With respect to financial investors, we have mostly seen them
in the energy sector, but find that this trend has not
permeated to other sectors.
SECTION 2: M&A structures
2.1 Please review some recent notable M&A transactions
in your market and outline any interesting aspects in their
structures and what they mean for the market.
Among the most notable M&A transactions in Panama in
2017 was the sale of assets belonging to a company previously
owned by a person designated as a Specially Designated National
(SDN) by the Office of Foreign Assets Control of the US
Department of Treasury, which required the transfer of the
shares of the company to a trust structure for the benefit of
the group's creditors and structured through the National Bank
of Panama and eventually led to the sale of the assets of the
company in July 2017. The implementation of the trusts, and the
sale process, presented various complex situations above and
beyond a typical M&A transaction by having to tackle
various issues with creditors and local and foreign
2.2 What have been the most significant trends or factors
impacting deal structures?
Recently we have seen a number of financed transactions in
which the closing of the transaction is conditioned upon
obtaining the required financing. This has not been very
typical in Panama as we are used to seeing cash offers.
SECTION 3: Legislation and policy changes
3.1 Describe the key legislation and regulatory bodies that
govern M&A activity in your jurisdiction.

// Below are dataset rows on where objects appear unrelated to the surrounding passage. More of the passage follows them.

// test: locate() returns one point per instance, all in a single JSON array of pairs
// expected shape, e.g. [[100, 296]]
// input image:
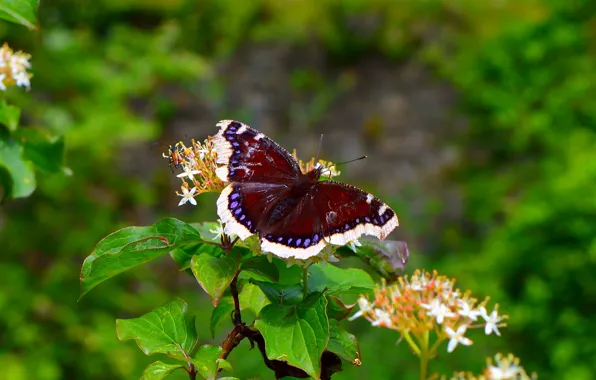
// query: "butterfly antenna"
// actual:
[[345, 162], [355, 159], [319, 149]]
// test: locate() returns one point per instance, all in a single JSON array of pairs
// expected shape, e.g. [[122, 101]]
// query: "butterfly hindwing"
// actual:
[[334, 213]]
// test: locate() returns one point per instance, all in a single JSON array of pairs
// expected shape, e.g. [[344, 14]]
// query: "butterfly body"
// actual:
[[293, 213]]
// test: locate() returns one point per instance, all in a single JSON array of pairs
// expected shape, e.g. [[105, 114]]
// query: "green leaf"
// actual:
[[206, 361], [281, 294], [387, 257], [214, 274], [296, 334], [20, 11], [336, 309], [18, 177], [288, 275], [168, 330], [131, 247], [205, 229], [251, 298], [342, 343], [159, 370], [224, 365], [9, 115], [262, 268], [339, 280], [223, 310], [46, 152], [183, 255]]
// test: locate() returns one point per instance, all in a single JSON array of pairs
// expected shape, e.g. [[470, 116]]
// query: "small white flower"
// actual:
[[382, 318], [353, 244], [457, 337], [22, 79], [202, 153], [364, 306], [492, 321], [466, 311], [188, 196], [188, 172], [438, 310]]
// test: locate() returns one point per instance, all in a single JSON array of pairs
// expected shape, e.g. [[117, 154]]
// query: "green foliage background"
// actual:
[[526, 72]]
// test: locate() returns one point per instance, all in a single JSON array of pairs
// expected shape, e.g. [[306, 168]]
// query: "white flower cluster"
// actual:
[[428, 302], [13, 68], [503, 368]]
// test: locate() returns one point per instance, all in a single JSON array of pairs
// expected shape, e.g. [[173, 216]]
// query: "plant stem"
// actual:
[[423, 366], [234, 291], [305, 282], [424, 355]]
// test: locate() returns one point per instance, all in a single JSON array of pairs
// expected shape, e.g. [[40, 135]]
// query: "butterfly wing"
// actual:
[[249, 156]]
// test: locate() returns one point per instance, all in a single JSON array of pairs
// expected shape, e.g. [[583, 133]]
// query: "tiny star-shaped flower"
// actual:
[[353, 244], [503, 373], [188, 196], [457, 337], [188, 172], [466, 311], [438, 310], [382, 318], [492, 321]]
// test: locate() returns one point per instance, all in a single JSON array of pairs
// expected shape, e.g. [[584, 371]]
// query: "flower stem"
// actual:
[[424, 355], [411, 342], [423, 366], [305, 282]]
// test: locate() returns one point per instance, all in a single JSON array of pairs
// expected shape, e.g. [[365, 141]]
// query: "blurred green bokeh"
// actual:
[[116, 76]]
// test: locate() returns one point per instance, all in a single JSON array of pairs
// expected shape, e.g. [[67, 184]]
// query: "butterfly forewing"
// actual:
[[249, 156]]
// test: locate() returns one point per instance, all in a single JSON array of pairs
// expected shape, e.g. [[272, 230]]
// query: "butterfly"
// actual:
[[294, 213]]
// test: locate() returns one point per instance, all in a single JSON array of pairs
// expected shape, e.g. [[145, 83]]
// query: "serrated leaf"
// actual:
[[296, 334], [224, 365], [288, 275], [205, 361], [387, 257], [22, 12], [251, 298], [46, 152], [168, 330], [281, 294], [262, 268], [9, 115], [222, 311], [336, 308], [342, 343], [214, 274], [183, 255], [206, 230], [131, 247], [339, 280], [19, 178], [159, 370]]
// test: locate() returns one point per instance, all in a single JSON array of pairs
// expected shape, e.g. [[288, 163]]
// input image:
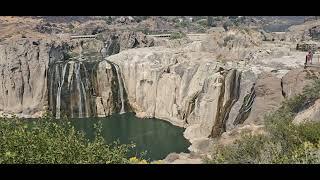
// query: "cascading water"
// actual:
[[120, 89], [58, 103], [74, 88], [78, 81], [70, 96]]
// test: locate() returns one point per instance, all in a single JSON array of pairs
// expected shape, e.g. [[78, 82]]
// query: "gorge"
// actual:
[[214, 87]]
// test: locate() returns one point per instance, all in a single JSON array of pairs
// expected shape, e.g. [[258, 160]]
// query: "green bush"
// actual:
[[283, 142], [177, 35], [50, 141]]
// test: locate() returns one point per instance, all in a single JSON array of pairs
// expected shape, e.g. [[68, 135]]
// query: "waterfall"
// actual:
[[120, 89], [78, 80], [58, 104]]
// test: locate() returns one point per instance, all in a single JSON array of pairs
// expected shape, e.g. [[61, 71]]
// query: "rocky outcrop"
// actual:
[[310, 114], [268, 97], [24, 64], [197, 94], [116, 42], [295, 80]]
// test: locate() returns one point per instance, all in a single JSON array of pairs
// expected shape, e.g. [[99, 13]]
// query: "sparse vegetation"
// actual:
[[177, 35], [283, 142], [49, 141]]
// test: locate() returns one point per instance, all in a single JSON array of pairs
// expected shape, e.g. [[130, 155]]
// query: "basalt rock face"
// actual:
[[82, 89], [197, 94], [85, 88], [37, 76], [23, 80]]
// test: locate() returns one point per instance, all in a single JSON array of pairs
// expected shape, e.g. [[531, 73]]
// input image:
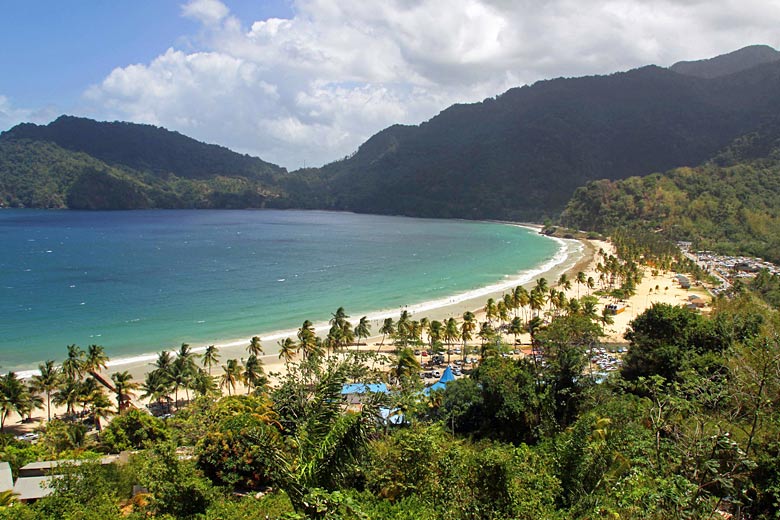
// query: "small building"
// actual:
[[683, 280], [30, 489], [6, 477], [353, 393]]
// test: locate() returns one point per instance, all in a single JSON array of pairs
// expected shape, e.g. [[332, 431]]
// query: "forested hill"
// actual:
[[144, 147], [517, 156], [733, 62], [84, 164], [730, 204], [522, 154]]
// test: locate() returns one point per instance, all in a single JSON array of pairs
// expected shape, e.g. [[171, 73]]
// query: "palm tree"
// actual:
[[123, 386], [516, 327], [156, 386], [231, 376], [388, 327], [210, 357], [100, 408], [581, 280], [96, 360], [73, 366], [466, 328], [287, 349], [406, 365], [255, 348], [30, 402], [363, 329], [486, 332], [46, 382], [402, 327], [68, 394], [490, 309], [435, 331], [253, 374], [307, 339]]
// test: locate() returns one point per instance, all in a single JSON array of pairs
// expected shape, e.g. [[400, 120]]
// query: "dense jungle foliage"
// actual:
[[39, 174], [689, 428], [518, 156], [730, 204]]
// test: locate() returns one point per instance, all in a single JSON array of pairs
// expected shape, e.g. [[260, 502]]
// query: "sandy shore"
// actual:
[[573, 256]]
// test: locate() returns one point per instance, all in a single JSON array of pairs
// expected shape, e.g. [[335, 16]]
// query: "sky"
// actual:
[[305, 82]]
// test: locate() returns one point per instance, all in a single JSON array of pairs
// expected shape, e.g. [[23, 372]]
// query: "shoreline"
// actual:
[[569, 254]]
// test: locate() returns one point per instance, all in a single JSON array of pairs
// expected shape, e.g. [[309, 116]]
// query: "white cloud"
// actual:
[[207, 11], [313, 87], [11, 115]]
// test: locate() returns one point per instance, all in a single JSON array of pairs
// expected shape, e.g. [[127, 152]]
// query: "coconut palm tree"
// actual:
[[255, 348], [491, 312], [402, 327], [406, 365], [287, 349], [46, 382], [68, 394], [100, 408], [124, 387], [73, 366], [516, 327], [307, 339], [253, 373], [466, 328], [388, 327], [363, 329], [96, 359], [435, 332], [210, 357], [156, 386], [581, 280], [231, 376]]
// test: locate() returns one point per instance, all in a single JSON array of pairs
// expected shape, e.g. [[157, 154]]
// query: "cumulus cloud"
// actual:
[[11, 115], [311, 88]]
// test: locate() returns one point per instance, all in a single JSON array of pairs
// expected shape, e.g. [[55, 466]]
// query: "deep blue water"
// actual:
[[140, 281]]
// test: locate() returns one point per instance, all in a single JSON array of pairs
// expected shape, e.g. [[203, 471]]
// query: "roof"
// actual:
[[393, 416], [361, 388], [447, 376], [438, 386], [6, 478], [32, 488], [47, 465]]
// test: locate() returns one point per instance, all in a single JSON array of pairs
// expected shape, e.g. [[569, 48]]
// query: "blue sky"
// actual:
[[53, 49], [307, 81]]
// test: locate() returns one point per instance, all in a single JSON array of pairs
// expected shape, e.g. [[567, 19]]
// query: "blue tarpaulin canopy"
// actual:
[[360, 388], [447, 376]]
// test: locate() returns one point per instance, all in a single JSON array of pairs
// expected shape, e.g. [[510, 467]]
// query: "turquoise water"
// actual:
[[137, 282]]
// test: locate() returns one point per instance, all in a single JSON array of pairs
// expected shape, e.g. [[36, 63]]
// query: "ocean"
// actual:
[[138, 282]]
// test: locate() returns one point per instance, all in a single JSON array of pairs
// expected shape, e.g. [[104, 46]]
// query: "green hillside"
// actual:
[[730, 204], [39, 174]]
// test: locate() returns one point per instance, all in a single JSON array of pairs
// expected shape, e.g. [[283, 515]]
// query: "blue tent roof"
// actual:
[[392, 416], [360, 388], [447, 376], [438, 386]]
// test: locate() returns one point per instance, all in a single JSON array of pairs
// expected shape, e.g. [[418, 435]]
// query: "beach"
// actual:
[[573, 256]]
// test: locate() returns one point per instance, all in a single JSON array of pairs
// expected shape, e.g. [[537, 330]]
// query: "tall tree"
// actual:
[[96, 359], [255, 348], [287, 350], [363, 329], [46, 382], [210, 357], [12, 397], [231, 376], [124, 387], [73, 366]]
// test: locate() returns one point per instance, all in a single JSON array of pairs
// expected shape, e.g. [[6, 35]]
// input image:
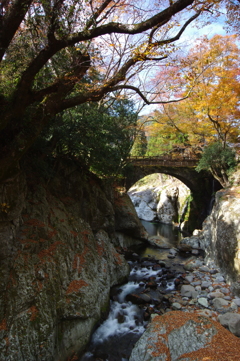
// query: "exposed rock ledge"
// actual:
[[185, 336], [58, 260]]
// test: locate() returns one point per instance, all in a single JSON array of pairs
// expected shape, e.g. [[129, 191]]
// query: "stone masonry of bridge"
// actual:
[[201, 184]]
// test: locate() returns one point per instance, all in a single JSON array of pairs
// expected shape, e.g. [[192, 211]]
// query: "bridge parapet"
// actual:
[[166, 161]]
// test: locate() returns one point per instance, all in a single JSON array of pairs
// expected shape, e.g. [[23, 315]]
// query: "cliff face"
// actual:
[[221, 231], [58, 261]]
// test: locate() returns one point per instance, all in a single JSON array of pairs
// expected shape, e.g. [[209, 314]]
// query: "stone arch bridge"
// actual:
[[201, 184]]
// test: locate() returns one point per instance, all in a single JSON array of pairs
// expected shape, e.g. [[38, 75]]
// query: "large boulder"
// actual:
[[187, 337], [222, 235], [159, 197]]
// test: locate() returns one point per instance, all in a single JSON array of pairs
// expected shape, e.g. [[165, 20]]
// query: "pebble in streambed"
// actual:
[[156, 287]]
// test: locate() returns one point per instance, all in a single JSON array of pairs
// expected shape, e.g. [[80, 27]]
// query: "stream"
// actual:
[[151, 277]]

M&A transactions in Panama are undoubtedly impacted by
provisions of the Commercial Code, the Civil Code, and
depending on the nature of the target company, by the
Corporations Law, Limited Liability Company Law and
industry-specific regulations (banking, securities, mining,
energy, etc.). The primary regulator for M&A activity in
Panama will depend on the nature of the business undertaken by
the target company. So, for example, in the case of banks, the
primary regulator would be the Superintendence of Banks of
Panama, and in the case of broker dealers or investment
advisory firms, the primary regulator would be the
Superintendence of the Securities Market (formerly known as the
National Securities Commission). In all cases that may result
in an economic concentration, the antitrust authority (known as
Acodeco) could play an important role.
3.2 Have there been any recent changes to regulations or
regulators that may impact M&A transactions or activity and
what impact do you expect them to have?
There have been no recent changes to regulations or
regulators during 2017 that would specifically impact M&A
transactions or activity in 2018 and beyond, and none are
expected to be adopted.
3.3 Are there any rules, legislation or policy frameworks
under discussion that may impact M&A in your jurisdiction
in the near future?
To our knowledge, there are no rules,
legislation or policy framework under discussion that may
impact M&A in Panama in the near future, and none in
relation with most regulated industries (telecom, energy,
banking, securities, mining, among others).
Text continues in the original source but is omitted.